The numbers tell the story.
And what a story.
- 2024 reported all India occupancy at 63.9%.
- The ADR was just short of 8k (₹ 7,951).
- RevPAR was over ₹ 5,000.
- RevPAR growth y-o-y stood at 10.7%.
- India finally has over 200,000 branded hotel rooms.
- About 14,400 rooms were added in 2024. New Build hotels added 11,700 rooms, conversions (net) added 2,000 rooms and another 700 from expansions or hotel completions.
- The supply pipeline has grown to 105,000 rooms to be opened by 2029.

Source: CoStar
- The total current pipeline of branded rooms stands at 113,000.
- The average size of new build hotels was 69 rooms; of conversions, 46 rooms.
- 67% of supply addition in 2024 and 65% of pipeline supply were in markets outside the top 10, widening the spread of operations and demand.
- 43% of pipeline supply is in leisure destinations; this includes 12% growth in religious destinations.
- India had 61,000 rooms in the leisure segment in 2024, about 31% of the total supply.
- Seven markets had at least 70% occupancy - Mumbai, Delhi, Chennai, Kolkata, Lucknow, Indore and Coimbatore.

Source: Horwath HTL
- 23 of the 24 largest markets for hospitality in India saw RevPAR growth, Ahmedabad being the only exception.
- Amongst leading markets, Udaipur had the highest ADR of ₹ 15,946 followed by Mumbai (₹ 11,500), Goa (₹ 10,900) and Delhi (₹ 10,300).
- For RevPAR, Mumbai topped with ₹ 8,900 followed by Udaipur, Delhi and Goa topping the ₹ 7,000 mark.
- ADR figures are remarkable – in Udaipur, the Luxury & Upper Upscale segment crossed ₹ 24,000.
- Two hotel portfolios were listed, along with an owner-operator hotel company. 3 other hotel companies are listed on the SME exchange.

- Market capitalisation of the sector has increased almost 12 times, from ₹ 207 billion in March 2015 to ₹ 2.5 trillion as of the end January 2025.
- Increased revenues have enabled improved EBITDA margins for hotels. Data for listed companies, covering about 44,000 rooms, reflect average EBITDA margins of 36% for FY24 (+1 pt from FY23) and 32% for the half year April 24 to September 24 (similar to the corresponding previous year period).
- The debt for Indian hospitality is reducing. Data from various hotel companies representing ownership of over 53,000 rooms, shows loan to value at about 12.5% reflecting lower risk levels to date.

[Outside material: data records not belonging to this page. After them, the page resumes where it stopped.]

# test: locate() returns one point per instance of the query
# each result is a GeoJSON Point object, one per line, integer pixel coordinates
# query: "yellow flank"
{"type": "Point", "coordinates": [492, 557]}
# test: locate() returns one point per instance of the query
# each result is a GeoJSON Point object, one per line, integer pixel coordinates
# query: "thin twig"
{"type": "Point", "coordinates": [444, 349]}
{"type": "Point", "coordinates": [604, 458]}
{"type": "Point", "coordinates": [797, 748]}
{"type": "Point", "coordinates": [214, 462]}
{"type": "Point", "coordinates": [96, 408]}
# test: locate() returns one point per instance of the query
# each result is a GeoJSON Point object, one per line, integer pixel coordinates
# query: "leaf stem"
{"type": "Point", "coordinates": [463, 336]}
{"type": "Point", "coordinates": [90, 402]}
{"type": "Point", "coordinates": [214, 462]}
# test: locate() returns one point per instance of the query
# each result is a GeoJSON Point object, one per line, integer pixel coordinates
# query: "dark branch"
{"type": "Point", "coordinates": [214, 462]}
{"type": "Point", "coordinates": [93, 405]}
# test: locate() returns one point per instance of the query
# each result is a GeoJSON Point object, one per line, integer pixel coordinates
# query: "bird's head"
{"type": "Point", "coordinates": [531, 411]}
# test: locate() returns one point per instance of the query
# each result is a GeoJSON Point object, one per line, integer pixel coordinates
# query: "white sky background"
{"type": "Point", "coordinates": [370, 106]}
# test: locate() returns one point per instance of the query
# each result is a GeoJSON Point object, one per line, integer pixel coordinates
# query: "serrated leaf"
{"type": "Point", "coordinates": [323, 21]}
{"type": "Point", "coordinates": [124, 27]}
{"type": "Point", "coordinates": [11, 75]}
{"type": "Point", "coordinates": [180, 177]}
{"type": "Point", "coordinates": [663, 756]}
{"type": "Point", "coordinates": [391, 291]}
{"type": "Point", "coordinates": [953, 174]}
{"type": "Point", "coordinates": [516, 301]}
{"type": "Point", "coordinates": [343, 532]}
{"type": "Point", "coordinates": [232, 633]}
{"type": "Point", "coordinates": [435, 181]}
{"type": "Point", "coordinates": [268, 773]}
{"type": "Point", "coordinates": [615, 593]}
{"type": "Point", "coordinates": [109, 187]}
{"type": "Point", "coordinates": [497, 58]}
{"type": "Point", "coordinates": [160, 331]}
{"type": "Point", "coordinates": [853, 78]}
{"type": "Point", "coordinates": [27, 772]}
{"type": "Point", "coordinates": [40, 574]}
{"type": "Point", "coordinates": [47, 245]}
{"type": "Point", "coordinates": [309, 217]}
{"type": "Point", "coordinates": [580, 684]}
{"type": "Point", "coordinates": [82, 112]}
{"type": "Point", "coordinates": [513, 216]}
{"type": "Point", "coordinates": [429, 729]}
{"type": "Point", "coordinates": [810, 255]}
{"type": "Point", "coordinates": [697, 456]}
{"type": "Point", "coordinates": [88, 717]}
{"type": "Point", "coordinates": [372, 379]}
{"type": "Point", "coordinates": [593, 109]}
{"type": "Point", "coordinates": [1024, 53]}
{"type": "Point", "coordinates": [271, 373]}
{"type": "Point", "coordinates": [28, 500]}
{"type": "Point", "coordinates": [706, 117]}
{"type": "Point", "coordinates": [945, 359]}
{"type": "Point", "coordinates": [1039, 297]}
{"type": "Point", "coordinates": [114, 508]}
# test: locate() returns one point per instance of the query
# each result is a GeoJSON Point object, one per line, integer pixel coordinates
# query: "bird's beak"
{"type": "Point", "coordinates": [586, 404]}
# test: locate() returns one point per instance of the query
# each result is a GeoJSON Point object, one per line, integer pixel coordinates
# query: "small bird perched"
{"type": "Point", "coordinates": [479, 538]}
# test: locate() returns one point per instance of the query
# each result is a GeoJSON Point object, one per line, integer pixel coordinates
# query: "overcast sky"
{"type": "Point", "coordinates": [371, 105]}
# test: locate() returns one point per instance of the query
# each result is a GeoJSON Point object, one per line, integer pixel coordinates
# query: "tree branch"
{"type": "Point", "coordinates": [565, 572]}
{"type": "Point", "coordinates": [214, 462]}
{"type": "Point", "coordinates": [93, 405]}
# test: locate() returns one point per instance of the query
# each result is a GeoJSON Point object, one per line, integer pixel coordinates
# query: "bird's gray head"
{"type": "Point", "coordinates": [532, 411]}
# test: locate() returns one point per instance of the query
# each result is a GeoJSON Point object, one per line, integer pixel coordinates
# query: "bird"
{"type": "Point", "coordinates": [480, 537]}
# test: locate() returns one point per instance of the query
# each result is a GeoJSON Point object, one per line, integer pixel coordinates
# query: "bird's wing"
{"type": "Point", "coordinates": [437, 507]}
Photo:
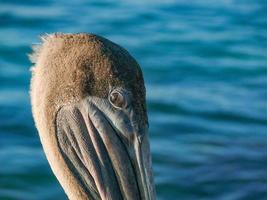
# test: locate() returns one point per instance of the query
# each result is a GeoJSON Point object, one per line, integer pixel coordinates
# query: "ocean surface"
{"type": "Point", "coordinates": [205, 69]}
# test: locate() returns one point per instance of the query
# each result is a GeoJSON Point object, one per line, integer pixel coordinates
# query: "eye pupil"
{"type": "Point", "coordinates": [117, 99]}
{"type": "Point", "coordinates": [114, 97]}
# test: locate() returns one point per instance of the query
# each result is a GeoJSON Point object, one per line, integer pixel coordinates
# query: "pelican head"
{"type": "Point", "coordinates": [88, 103]}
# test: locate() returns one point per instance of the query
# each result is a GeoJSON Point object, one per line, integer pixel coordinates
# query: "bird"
{"type": "Point", "coordinates": [88, 103]}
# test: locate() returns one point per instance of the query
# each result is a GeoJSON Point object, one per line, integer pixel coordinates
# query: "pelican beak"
{"type": "Point", "coordinates": [107, 150]}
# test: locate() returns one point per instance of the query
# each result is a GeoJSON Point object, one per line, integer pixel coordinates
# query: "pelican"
{"type": "Point", "coordinates": [89, 107]}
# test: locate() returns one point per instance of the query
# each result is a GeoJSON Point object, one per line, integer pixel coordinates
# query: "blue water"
{"type": "Point", "coordinates": [205, 68]}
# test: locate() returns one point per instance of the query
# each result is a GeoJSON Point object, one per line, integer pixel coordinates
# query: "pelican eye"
{"type": "Point", "coordinates": [117, 99]}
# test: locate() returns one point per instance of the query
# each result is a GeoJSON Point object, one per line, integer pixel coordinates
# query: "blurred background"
{"type": "Point", "coordinates": [205, 68]}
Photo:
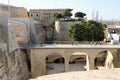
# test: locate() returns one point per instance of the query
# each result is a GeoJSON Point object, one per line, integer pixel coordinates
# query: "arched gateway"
{"type": "Point", "coordinates": [67, 54]}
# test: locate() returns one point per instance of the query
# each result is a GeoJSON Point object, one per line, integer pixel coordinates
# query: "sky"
{"type": "Point", "coordinates": [107, 9]}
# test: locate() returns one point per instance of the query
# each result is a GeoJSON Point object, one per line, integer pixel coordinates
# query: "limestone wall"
{"type": "Point", "coordinates": [13, 11]}
{"type": "Point", "coordinates": [62, 30]}
{"type": "Point", "coordinates": [13, 63]}
{"type": "Point", "coordinates": [13, 66]}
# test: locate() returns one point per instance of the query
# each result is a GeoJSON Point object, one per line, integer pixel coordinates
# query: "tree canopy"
{"type": "Point", "coordinates": [80, 14]}
{"type": "Point", "coordinates": [87, 31]}
{"type": "Point", "coordinates": [67, 13]}
{"type": "Point", "coordinates": [58, 16]}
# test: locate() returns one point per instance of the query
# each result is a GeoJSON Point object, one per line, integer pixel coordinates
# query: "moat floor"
{"type": "Point", "coordinates": [109, 74]}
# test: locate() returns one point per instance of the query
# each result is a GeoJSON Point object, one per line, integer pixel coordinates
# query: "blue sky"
{"type": "Point", "coordinates": [108, 9]}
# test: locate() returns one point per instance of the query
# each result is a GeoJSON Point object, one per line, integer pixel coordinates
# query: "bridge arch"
{"type": "Point", "coordinates": [80, 59]}
{"type": "Point", "coordinates": [54, 63]}
{"type": "Point", "coordinates": [104, 57]}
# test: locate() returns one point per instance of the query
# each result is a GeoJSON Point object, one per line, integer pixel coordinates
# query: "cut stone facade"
{"type": "Point", "coordinates": [44, 16]}
{"type": "Point", "coordinates": [13, 12]}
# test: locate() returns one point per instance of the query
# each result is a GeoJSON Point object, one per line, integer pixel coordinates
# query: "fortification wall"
{"type": "Point", "coordinates": [62, 30]}
{"type": "Point", "coordinates": [13, 63]}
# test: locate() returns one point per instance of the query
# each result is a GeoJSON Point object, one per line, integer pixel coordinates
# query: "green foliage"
{"type": "Point", "coordinates": [58, 16]}
{"type": "Point", "coordinates": [67, 13]}
{"type": "Point", "coordinates": [87, 31]}
{"type": "Point", "coordinates": [80, 14]}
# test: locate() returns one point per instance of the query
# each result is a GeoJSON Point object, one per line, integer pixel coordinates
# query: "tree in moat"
{"type": "Point", "coordinates": [80, 15]}
{"type": "Point", "coordinates": [87, 31]}
{"type": "Point", "coordinates": [58, 16]}
{"type": "Point", "coordinates": [67, 13]}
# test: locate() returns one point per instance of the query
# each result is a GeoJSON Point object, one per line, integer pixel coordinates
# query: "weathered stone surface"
{"type": "Point", "coordinates": [112, 74]}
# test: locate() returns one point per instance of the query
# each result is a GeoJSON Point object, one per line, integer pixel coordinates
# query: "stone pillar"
{"type": "Point", "coordinates": [35, 64]}
{"type": "Point", "coordinates": [66, 64]}
{"type": "Point", "coordinates": [87, 63]}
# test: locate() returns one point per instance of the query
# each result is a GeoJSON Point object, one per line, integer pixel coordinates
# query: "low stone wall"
{"type": "Point", "coordinates": [13, 66]}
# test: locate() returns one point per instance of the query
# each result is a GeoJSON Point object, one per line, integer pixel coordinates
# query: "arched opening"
{"type": "Point", "coordinates": [100, 60]}
{"type": "Point", "coordinates": [54, 64]}
{"type": "Point", "coordinates": [105, 60]}
{"type": "Point", "coordinates": [79, 62]}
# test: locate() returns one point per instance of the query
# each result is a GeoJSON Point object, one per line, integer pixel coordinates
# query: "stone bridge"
{"type": "Point", "coordinates": [39, 53]}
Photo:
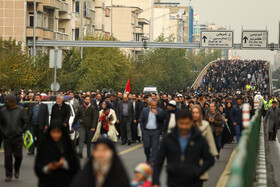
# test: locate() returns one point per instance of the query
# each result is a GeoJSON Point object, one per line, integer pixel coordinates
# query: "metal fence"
{"type": "Point", "coordinates": [244, 164]}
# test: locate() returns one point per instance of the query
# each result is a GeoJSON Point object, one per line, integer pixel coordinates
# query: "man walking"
{"type": "Point", "coordinates": [215, 120]}
{"type": "Point", "coordinates": [135, 122]}
{"type": "Point", "coordinates": [236, 117]}
{"type": "Point", "coordinates": [87, 116]}
{"type": "Point", "coordinates": [184, 148]}
{"type": "Point", "coordinates": [61, 111]}
{"type": "Point", "coordinates": [272, 116]}
{"type": "Point", "coordinates": [73, 101]}
{"type": "Point", "coordinates": [150, 121]}
{"type": "Point", "coordinates": [13, 123]}
{"type": "Point", "coordinates": [125, 116]}
{"type": "Point", "coordinates": [38, 115]}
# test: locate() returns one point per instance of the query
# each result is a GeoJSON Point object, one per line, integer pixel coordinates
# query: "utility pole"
{"type": "Point", "coordinates": [82, 26]}
{"type": "Point", "coordinates": [111, 18]}
{"type": "Point", "coordinates": [134, 55]}
{"type": "Point", "coordinates": [34, 30]}
{"type": "Point", "coordinates": [182, 33]}
{"type": "Point", "coordinates": [151, 28]}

- Foreign Tourist Arrivals (FTA) for H1-24 were 4.8 million (+9.1% over 2023). The slowdown of travel from Bangladesh (the largest source market, according to GoI data) has impacted H2-24 with arrivals from January to October 2024 at 7.68 million (+2.8% over 2023), but behind 2019 levels.

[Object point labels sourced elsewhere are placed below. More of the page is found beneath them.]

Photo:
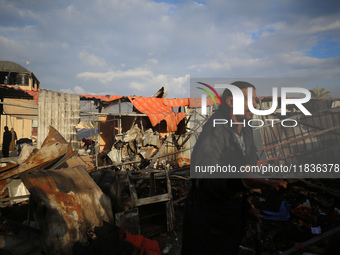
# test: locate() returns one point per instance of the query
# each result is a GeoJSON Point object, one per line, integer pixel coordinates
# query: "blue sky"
{"type": "Point", "coordinates": [134, 47]}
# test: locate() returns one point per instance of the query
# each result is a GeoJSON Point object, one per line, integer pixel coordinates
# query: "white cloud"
{"type": "Point", "coordinates": [91, 59]}
{"type": "Point", "coordinates": [326, 27]}
{"type": "Point", "coordinates": [112, 75]}
{"type": "Point", "coordinates": [139, 46]}
{"type": "Point", "coordinates": [176, 86]}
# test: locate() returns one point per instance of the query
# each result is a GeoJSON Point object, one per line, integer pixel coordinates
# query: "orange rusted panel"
{"type": "Point", "coordinates": [54, 148]}
{"type": "Point", "coordinates": [68, 204]}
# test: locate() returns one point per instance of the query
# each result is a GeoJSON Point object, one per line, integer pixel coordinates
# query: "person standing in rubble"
{"type": "Point", "coordinates": [13, 141]}
{"type": "Point", "coordinates": [6, 141]}
{"type": "Point", "coordinates": [217, 209]}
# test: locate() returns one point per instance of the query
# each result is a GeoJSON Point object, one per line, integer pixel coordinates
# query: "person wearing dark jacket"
{"type": "Point", "coordinates": [216, 208]}
{"type": "Point", "coordinates": [6, 141]}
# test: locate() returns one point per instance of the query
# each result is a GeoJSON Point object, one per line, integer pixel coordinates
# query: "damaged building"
{"type": "Point", "coordinates": [126, 194]}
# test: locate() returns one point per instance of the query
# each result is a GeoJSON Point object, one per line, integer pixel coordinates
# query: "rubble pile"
{"type": "Point", "coordinates": [136, 147]}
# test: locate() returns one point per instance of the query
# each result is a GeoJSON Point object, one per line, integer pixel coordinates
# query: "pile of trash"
{"type": "Point", "coordinates": [134, 149]}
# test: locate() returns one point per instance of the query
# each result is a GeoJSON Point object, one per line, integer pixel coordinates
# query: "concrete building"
{"type": "Point", "coordinates": [12, 77]}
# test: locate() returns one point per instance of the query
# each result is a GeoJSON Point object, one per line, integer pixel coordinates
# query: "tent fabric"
{"type": "Point", "coordinates": [157, 110]}
{"type": "Point", "coordinates": [34, 94]}
{"type": "Point", "coordinates": [176, 102]}
{"type": "Point", "coordinates": [197, 102]}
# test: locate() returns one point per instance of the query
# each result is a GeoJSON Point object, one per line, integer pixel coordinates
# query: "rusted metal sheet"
{"type": "Point", "coordinates": [60, 110]}
{"type": "Point", "coordinates": [54, 150]}
{"type": "Point", "coordinates": [68, 204]}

- The quantum of YoY ADR gain has slowed in comparison to 2022 and 2023, but these were unusual years of recovery.
- For the first time in several years, the net effect of conversions (adjusted for de-flagged hotels) was positive, adding 2,000 rooms to the overall supply.

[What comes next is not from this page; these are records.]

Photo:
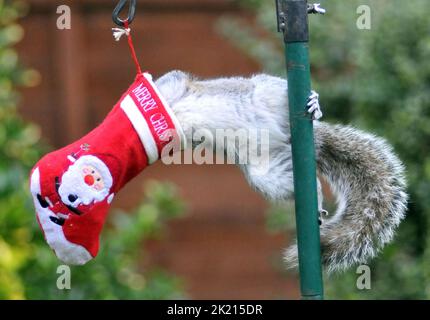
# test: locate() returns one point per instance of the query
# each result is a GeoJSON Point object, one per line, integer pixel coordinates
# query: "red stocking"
{"type": "Point", "coordinates": [73, 187]}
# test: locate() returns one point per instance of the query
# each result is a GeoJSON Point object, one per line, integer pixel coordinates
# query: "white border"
{"type": "Point", "coordinates": [139, 123]}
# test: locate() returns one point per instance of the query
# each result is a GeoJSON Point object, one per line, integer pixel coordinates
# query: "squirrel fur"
{"type": "Point", "coordinates": [362, 170]}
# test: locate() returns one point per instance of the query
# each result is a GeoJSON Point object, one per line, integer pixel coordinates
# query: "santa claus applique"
{"type": "Point", "coordinates": [73, 187]}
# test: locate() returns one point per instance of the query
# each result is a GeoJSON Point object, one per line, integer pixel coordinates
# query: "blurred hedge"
{"type": "Point", "coordinates": [27, 265]}
{"type": "Point", "coordinates": [378, 80]}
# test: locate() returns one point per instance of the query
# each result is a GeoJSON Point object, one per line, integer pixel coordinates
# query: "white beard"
{"type": "Point", "coordinates": [72, 183]}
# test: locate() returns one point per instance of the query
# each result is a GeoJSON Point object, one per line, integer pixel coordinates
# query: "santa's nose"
{"type": "Point", "coordinates": [89, 179]}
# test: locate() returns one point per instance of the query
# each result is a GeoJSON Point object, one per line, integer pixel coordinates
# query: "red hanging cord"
{"type": "Point", "coordinates": [132, 50]}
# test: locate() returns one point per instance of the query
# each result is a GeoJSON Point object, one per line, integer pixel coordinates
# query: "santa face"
{"type": "Point", "coordinates": [86, 181]}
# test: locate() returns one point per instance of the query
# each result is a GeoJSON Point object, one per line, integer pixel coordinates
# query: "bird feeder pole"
{"type": "Point", "coordinates": [293, 23]}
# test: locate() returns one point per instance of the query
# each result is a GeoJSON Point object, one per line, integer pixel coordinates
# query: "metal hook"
{"type": "Point", "coordinates": [131, 13]}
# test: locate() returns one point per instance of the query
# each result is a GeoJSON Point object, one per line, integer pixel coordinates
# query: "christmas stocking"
{"type": "Point", "coordinates": [73, 187]}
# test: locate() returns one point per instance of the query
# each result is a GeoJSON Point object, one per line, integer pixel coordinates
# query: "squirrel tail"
{"type": "Point", "coordinates": [369, 183]}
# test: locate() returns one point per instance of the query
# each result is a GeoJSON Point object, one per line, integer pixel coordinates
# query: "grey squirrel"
{"type": "Point", "coordinates": [361, 169]}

- Among 169 new-build hotels –
• 3 hotels with 200-225 rooms.
• 37 hotels with 50-75 rooms.
• 73 hotels with less than 50 rooms.
The market is growing in capacity and size. In 2024, demand increased by 29,000 rooms per day compared to 2019.
Source: India Hotel Market Review 2024, Horwath HTL
2024’s impressive growth should augur well for the sector, despite its notorious cyclical nature. Just how durable and solid the year has been in the next five to ten years. Till then, everyone can bask, and raise a toast to the year that was.